Q&A: Lawyer discusses work on immigration reform at White House, Justice Department

As the current session of Congress winds down, chances are that immigration reform – and how the United States deals with roughly 12 million undocumented immigrants, a quarter of them in California – will have to wait.

In the 2012 fiscal year, U.S. Immigration and Customs Enforcement removed 409,849 people from the country, the vast majority of them convicted criminals or undocumented immigrants who had been caught, deported and caught again. But more than 13,000 children a year are detained and placed into removal proceedings, including kids as young as 7 or 8 who have no legal guardian, said Daniel Olmos, who worked on immigration reform at the U.S. Justice Department and the White House from March 2010 through January 2013.

A son of the Central Valley, the 35-year-old Olmos attended Harvard University and graduated from Boalt Hall School of Law at UC Berkeley. He now lives in Davis, where he practices criminal law and closely follows the nation’s immigration policies.

What’s the most critical part of immigration reform?

The Obama administration made a tactical error in its first two years for not pushing for a federal Dream Act, because we wanted a more comprehensive approach. A so-called Dream Act would give permanent legal status to an 18- or 19-year-old kid who wants to join the military, go to college and join the workforce. Conferring legal permanent status on high school graduates allows them to qualify for federal student loans.

In June 2012, Obama instituted Deferred Action for Childhood Arrivals (DACA), that allows undocumented high school graduates in good standing to get two-year temporary work visas, but there’s no guarantee that the temporary status is going to be renewed, and now all your information is on Homeland Security’s radar.

Why should we legalize undocumented kids whose parents broke the law by entering illegally?

We’re putting on even footing kids who came here through no fault of their own. All the things American citizens want for their kids, we should want for all our kids. The idea that they are not entitled to be on equal footing with other kids because their parents brought them here when they were 4 years old is not consistent with American values.

The last time the United States addressed illegal immigration – the Immigration Reform and Control Act of 1986 – 2.7 million undocumented immigrants received green cards, and sanctions against employers who hired undocumented workers were strengthened. How could it work this time?

(An undocumented immigrant would) have to demonstrate a history of paying taxes here and, on top of that, you’d pay a fine. You’d have to get in line and wait your turn so you wouldn’t jump in front of people who are already going through the immigration process. While you’re waiting, we’re not going to kick you out. After six or 10 or 15 years – when you’ve been working, paying taxes and not committing any crimes – you can become a citizen.

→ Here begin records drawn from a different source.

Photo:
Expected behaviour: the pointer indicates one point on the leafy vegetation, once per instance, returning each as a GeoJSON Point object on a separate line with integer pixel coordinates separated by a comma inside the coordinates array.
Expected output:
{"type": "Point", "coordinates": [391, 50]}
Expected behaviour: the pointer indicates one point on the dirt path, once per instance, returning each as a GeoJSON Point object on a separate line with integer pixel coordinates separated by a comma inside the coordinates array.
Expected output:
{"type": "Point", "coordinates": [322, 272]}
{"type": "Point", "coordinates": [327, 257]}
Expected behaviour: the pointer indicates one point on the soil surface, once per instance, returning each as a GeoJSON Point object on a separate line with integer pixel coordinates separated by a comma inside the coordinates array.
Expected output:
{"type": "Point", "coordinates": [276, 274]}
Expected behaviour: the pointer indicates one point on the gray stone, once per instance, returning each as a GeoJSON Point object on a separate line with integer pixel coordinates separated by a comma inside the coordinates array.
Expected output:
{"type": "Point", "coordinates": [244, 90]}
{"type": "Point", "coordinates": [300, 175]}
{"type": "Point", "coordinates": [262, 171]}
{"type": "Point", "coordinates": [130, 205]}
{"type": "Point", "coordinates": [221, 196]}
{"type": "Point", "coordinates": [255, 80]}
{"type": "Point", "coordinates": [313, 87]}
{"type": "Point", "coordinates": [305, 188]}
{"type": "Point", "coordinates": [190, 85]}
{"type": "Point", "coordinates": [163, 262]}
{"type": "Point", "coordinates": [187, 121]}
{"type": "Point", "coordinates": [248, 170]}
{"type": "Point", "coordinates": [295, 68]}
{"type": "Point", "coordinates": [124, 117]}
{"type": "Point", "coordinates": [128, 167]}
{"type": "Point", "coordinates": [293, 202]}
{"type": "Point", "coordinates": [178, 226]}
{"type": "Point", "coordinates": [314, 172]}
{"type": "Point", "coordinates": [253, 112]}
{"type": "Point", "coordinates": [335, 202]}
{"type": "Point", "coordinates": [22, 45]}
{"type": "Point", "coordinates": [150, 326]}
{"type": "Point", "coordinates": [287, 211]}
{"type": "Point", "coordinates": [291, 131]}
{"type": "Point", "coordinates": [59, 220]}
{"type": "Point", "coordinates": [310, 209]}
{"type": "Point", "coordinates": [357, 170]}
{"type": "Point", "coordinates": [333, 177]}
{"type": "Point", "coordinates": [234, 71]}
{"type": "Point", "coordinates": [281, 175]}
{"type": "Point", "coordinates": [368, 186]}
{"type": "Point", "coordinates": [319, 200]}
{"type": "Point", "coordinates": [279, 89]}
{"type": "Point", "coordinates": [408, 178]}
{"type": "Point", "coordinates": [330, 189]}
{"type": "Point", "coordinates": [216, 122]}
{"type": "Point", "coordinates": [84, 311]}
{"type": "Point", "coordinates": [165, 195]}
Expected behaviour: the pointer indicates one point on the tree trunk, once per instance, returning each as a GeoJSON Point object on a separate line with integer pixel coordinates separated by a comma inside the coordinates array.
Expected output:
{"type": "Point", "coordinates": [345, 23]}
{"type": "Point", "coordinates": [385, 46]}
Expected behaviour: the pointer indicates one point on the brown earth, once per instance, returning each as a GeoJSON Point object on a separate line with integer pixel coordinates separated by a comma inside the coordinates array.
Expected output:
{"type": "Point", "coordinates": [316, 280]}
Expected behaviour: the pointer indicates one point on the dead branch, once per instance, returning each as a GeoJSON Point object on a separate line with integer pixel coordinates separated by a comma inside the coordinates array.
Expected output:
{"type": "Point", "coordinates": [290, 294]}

What will it take to pass immigration reform?

There was momentum just after Obama’s re-election that we could get it done because the Republicans lost so badly with the Latino vote, they could see the need for it. But unfortunately, many members of the Republican-controlled House feel that if they pass the federal Dream Act as part of a huge, punitive immigration reform bill, they risk not being re-elected. It looks like Congress could take a “piecemeal approach” suggested by Sen. Marco Rubio, R-Fla., separating the Dream Act from a path to citizenship and a more comprehensive bill.

What was your focus in the Justice Department?

I went to the Access to Justice Initiative, designed to help guarantee that more federal resources were directed to provide legal services to indigent clients, including immigrants and the mentally ill. About 80 percent of immigrants who are detained pending the adjudication of their deportation hearings don’t have a lawyer – including many who entered the country legally on a visa. Thousands are unaccompanied minor children who are getting deported, because they don’t have a lawyer. It could be a kid whose parents or guardian is caught and deported, or a kid in juvenile proceedings. Eight-year-old kids are being deported without lawyers. It’s disgraceful.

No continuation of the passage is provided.